Investigators from the Research Institute of the McGill University Health Centre (RI-MUHC), and the Institute of Cancer Research, London (UK), have discovered that some cancer cells can draw blood from existing mature blood vessels allowing them to continue to spread. These findings, published in the journal Nature Medicine, will immediately improve the lives and prognosis of patients with colon cancer, which has metastasized to the liver. The team of researchers is continuing its efforts to better understand the mechanisms behind this discovery in order to develop new targeted therapies aimed at stopping the cancer from spreading.
Cancers are often managed by surgical removal of the tumour. However, as many as half the patients who undergo this procedure to treat colon cancer will develop liver metastasis. Metastasis occurs when cancer cells break away from the primary tumour site and enter the bloodstream, spreading to other parts of the body. It is usually this recurrence of cancer that is fatal for patients.
"Metastatic cancer is harder to treat than primary cancer -- about 80 per cent of patients diagnosed with colon cancer that metastasizes to the liver are inoperable," explains Dr. Peter Metrakos, lead author of the study and director of the Multi-Organ Transplant Program and of Hepatopancreatobiliary Surgery. "Chemotherapy has been able to prolong the lives of these patients, but it has not been able to provide a cure. If we can stop the metastasis, we have a better chance of curing patients."
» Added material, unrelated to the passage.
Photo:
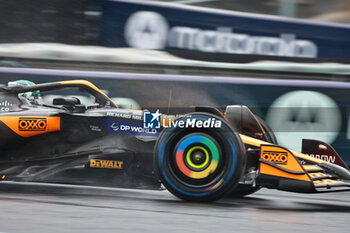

In an attempt to stop metastatic growth, scientists have focused on angiogenesis -- a well-known mechanism by which cancer cells generate new blood vessels in order to grow. In the last decade, researchers have developed drugs to target this process. It seemed obvious that if you block the ability of the tumour to obtain blood -- its oxygen and nutrients - you would be able to slow the tumour growth, if not kill it completely. Surprisingly, these drugs, called anti-angiogenic treatments, have succeeded in slowing the growth of some cancers, but they have not successfully increased patient survival.
"We were treating all patients as if they were generating new blood vessels, but our research has revealed that roughly 40-45 per cent of tumours derive their blood supplies from new blood vessels, and another 40-45 per cent derive their blood supplies by co-opting existing blood vessels of the liver to draw their blood, which explains why existing therapies that target new blood vessels are not working as well as predicted," says Dr. Metrakos. "We thought tumours always generated the growth of new blood vessels but in some cases what they are doing is a little sneakier: the cancer cells surround the existing blood vessels of the liver to draw their blood supply. We need to select our patients based on how their cancers obtain their blood supply and stratify them for the right treatment, essentially personalizing medicine."
Dr. Metrakos's team has also done some preliminary work on other solid tumours. More research is needed, but the initial data show that the same observations of access to blood supply could be true in other tumours such as brain and lung cancer, renal cell carcinoma and many others.